CategoryParameterSpecification
HardwareModelMacBook Pro M1 (32GB RAM)
StorageIntegrated Apple Silicon NVMe SSD
WorkloadEvent Payload200 Bytes
Backlog Volume100M+ Events
EnginePostgreSQL 16.4

To establish a clear performance delta, we conducted the initial Draining phase on a default, unoptimized PostgreSQL setup. For the final Bench phase, we applied high-throughput tuning to measure the peak performance potential of the relay.

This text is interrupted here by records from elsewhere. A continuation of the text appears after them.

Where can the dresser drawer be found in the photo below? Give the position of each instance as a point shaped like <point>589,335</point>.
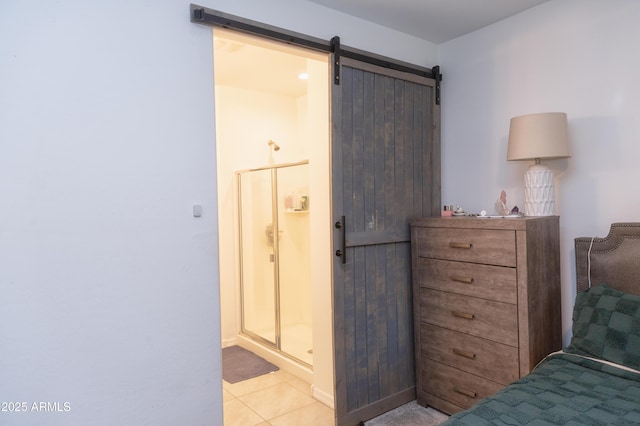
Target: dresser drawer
<point>472,279</point>
<point>490,246</point>
<point>457,387</point>
<point>472,354</point>
<point>488,319</point>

The following parameters were applied to postgresql.conf to achieve the 20K+ EPS milestone:

ParameterValueRationale
shared_buffers4GBAllocated 12.5% of total RAM for data caching.
work_mem64MBIncreased memory for internal sort operations.
maintenance_work_mem512MBAccelerated index maintenance and vacuuming.
synchronous_commitoffDecoupled transaction success from disk flush (Async Logging).
checkpoint_timeout15minReduced the frequency of heavy disk flushes.
max_wal_size4GBExpanded the WAL ceiling to prevent frequent checkpoints.
random_page_cost1.1Optimized for NVMe seek speeds.

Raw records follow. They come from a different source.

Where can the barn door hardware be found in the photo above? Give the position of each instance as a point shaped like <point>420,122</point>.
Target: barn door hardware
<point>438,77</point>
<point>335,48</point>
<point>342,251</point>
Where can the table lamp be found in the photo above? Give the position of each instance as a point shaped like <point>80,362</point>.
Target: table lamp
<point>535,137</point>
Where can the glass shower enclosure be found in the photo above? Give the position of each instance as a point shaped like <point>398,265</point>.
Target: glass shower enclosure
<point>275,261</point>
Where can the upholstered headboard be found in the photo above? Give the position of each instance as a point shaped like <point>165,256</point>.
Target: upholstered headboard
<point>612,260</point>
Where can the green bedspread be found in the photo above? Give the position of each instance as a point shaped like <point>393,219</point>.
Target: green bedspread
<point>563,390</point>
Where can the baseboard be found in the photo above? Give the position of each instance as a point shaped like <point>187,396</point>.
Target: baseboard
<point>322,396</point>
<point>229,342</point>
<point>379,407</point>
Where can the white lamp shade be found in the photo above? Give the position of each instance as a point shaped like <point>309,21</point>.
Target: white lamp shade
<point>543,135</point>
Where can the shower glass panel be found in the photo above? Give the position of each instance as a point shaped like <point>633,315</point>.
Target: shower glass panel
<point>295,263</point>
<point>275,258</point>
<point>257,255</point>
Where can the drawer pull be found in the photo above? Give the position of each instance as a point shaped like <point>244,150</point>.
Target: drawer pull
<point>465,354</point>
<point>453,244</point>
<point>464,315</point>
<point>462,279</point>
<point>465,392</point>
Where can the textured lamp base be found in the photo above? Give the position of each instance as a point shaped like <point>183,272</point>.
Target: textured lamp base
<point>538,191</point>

To establish a “worst-case” performance floor, the relay was tasked with clearing a 100M+ event backlog using out-of-the-box PostgreSQL settings.

  1. Backlog Setup: The outbox table was pre-populated, creating a high-pressure scenario for the index and storage engine.
  2. Worker Initialization: 12 workers were deployed to begin the concurrent polling and Kafka delivery.
  3. I/O Saturation: The system quickly hit a throughput ceiling. Adding more workers resulted in increased disk wait rather than increased EPS.
MetricResult
Stable Throughput14,500 EPS
Primary BottleneckDisk I/O Wait (fsync)
CPU Utilization~20% (Significant Headroom)
Disk LatencyHigh (Synchronous WAL writes)

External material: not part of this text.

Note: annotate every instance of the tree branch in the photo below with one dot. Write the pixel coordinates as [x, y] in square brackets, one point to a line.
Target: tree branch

Baseline Draining Grafana Figure 1: Grafana metrics showing the 14,500 EPS plateau during the unoptimized draining phase.


With the tuning parameters from Section 2 applied, we moved the performance ceiling from the I/O layer to the Index Arbitration layer.

MetricValueDescription
Peak Throughput20,100+ EPSA sustained milestone achieved with 12 workers.
Performance Gain+42.5% ImprovementMeasured against the 14.5K unoptimized baseline.

Efficiency remained high until the system reached the single-table throughput limit of the PostgreSQL index.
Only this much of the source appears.